If you
dropped by here last month, I hope you got to know author Antoinette Truglio
Martin during her WOW! Women on Writing Tour for her latest release, HUG
EVERYONE YOU KNOW.
Well here’s
a brief reminder of what the book is about and then the author joins us to
answer some of my questions about her book and writing.
During
2017's National Breast Cancer Awareness Month, She Writes Press published
Antoinette Truglio Martin’s touching memoir, Hug Everyone You Know:
A Year of Community, Courage, and Cancer. It is a 2017 USA Best Book Awards
Finalist in Non-Fiction: Narrative and a 2018 Next Generation Indie Book
Finalist: Non-Fiction Women's Issues.
In
2007, Antoinette believed her call back doctor appointment was routine, maybe a
scare, nothing worse. Her shock at receiving a Stage I breast cancer diagnosis
was instantly compounded by her own deep fears. As a self-described wimp—afraid
of needles and uncomfortable with sedation—how was she going to get through
this?
Antoinette
started her fight against cancer with words. She began by journaling and by
writing emails to Her Everyone—the large close-knit family and circle of
beloved friends wanting to offer their support, especially those who were
fighting breast cancer alongside her. The emails not only helped to keep Her
Everyone informed, they gave cancer less of a presence in Antoinette’s life,
since she wasn’t repeatedly updating people or saying the word “cancer” over
and over. The practice of writing calmed her and also gave her space to focus
on living: on the house that wasn’t selling, an exciting new job, daughters in
college, and summer beach plans. She signed every email with the reminder to
“hug everyone you know.”
Those
emails and journal entries are at the heart of this memoir, which gives the
book an immediacy and raw power.
Now join
me in welcoming Antoinette back to Thoughts. Welcome, Antoinette.

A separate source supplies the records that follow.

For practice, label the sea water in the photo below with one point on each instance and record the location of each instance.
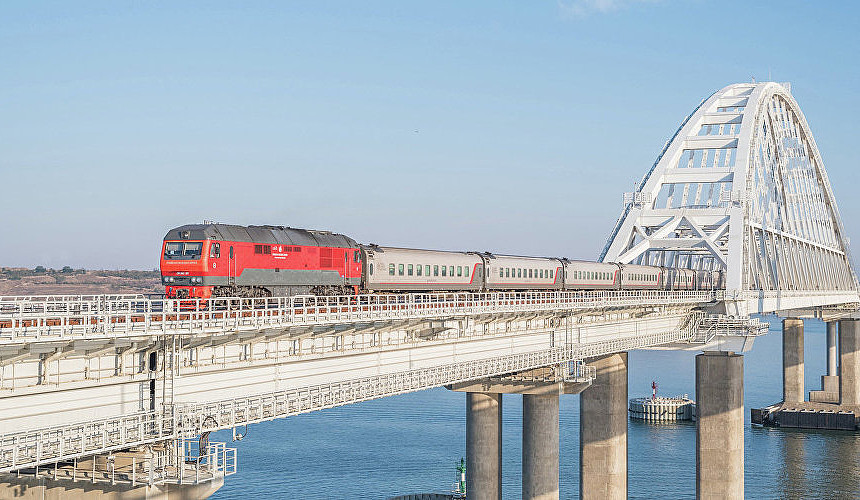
(412, 443)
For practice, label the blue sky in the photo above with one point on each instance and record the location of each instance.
(506, 126)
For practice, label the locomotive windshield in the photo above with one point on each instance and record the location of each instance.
(189, 250)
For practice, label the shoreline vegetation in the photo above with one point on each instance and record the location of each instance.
(16, 281)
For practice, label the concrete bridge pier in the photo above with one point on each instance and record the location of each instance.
(484, 445)
(849, 362)
(829, 392)
(720, 425)
(541, 389)
(792, 360)
(540, 446)
(603, 431)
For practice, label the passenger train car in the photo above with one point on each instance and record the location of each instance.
(221, 260)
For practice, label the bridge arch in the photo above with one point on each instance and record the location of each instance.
(741, 186)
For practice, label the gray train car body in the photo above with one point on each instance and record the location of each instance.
(635, 277)
(406, 269)
(509, 272)
(584, 275)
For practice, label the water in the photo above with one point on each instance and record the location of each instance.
(411, 443)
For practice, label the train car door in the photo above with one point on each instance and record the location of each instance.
(231, 267)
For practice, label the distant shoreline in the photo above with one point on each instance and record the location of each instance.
(68, 281)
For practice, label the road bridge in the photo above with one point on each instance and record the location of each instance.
(123, 391)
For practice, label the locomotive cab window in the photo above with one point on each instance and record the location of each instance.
(183, 250)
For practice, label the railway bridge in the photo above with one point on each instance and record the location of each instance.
(104, 395)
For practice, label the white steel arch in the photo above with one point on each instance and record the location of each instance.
(741, 187)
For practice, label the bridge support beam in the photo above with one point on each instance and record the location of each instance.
(484, 445)
(832, 348)
(849, 362)
(720, 425)
(540, 446)
(603, 431)
(792, 360)
(44, 488)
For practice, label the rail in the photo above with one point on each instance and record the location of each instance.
(104, 317)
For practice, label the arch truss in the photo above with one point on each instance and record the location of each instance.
(740, 187)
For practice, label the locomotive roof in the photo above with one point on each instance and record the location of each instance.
(262, 234)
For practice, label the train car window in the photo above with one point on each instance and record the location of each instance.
(193, 250)
(172, 249)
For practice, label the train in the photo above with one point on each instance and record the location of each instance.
(225, 260)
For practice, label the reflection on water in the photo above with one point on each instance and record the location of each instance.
(411, 443)
(792, 476)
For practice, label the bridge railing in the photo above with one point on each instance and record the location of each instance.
(88, 317)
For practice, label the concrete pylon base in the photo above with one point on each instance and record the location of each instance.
(829, 392)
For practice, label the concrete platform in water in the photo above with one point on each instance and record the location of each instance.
(662, 409)
(807, 415)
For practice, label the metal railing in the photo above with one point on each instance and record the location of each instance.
(46, 320)
(65, 442)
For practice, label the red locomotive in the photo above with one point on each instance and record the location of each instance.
(221, 260)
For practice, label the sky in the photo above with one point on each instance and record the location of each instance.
(507, 126)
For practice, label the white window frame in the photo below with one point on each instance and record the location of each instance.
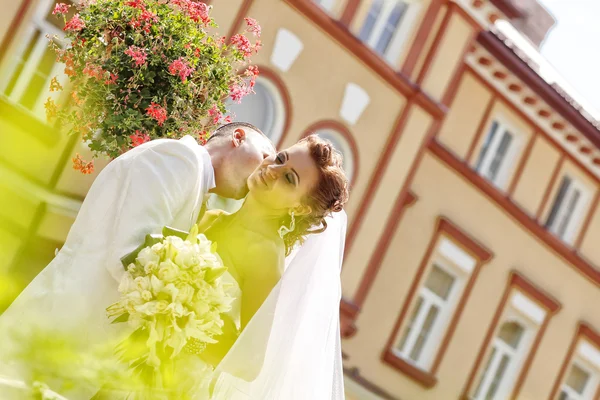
(279, 111)
(484, 162)
(591, 386)
(345, 150)
(453, 260)
(327, 5)
(530, 316)
(38, 22)
(574, 222)
(402, 31)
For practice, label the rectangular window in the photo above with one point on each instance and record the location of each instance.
(509, 348)
(567, 209)
(504, 357)
(579, 384)
(497, 154)
(435, 304)
(581, 380)
(33, 65)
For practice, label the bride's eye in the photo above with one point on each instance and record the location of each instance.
(280, 159)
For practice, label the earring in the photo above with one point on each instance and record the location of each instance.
(284, 230)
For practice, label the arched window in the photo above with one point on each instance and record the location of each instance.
(387, 25)
(264, 109)
(27, 75)
(342, 145)
(327, 5)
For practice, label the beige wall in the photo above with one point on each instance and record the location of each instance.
(428, 43)
(514, 249)
(536, 176)
(308, 76)
(454, 41)
(383, 201)
(589, 246)
(463, 119)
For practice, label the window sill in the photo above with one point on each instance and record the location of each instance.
(27, 122)
(369, 57)
(420, 376)
(568, 253)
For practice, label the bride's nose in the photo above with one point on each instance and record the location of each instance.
(274, 171)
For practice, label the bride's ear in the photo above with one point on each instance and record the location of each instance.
(302, 210)
(238, 136)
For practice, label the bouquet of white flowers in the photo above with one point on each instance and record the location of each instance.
(173, 295)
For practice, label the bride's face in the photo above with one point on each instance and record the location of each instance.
(282, 181)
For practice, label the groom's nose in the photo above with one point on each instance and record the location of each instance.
(273, 171)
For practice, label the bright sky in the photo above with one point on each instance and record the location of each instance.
(573, 47)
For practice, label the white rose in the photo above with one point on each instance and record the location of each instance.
(186, 257)
(142, 283)
(147, 255)
(151, 267)
(146, 295)
(127, 283)
(185, 295)
(168, 271)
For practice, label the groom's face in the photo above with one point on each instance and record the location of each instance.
(244, 159)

What compelled you to share your writings in a book?
Antoinette
I journaled through the first
year of Stage 1 breast cancer treatment in a shabby notebook. Cancer didn't
deserve a pretty journal. Because it was so difficult to talk about and repeat
what was going to happen and would have happened, I found that emailing my
family and friends to be so much easier. I did not have to articulate or hear
the cancer words. The writing also helped me see what was important and strive
to be part of the story rather than a sad sidebar.
I saved the journal and emails with the plan that I could
write a light, whimsical book about breast cancer. The problem was when I
started to compile and begin the process; I re-lived the fear all over again.
Cancer was not a whimsical journey. So I
put everything away, never wanting to face cancer again.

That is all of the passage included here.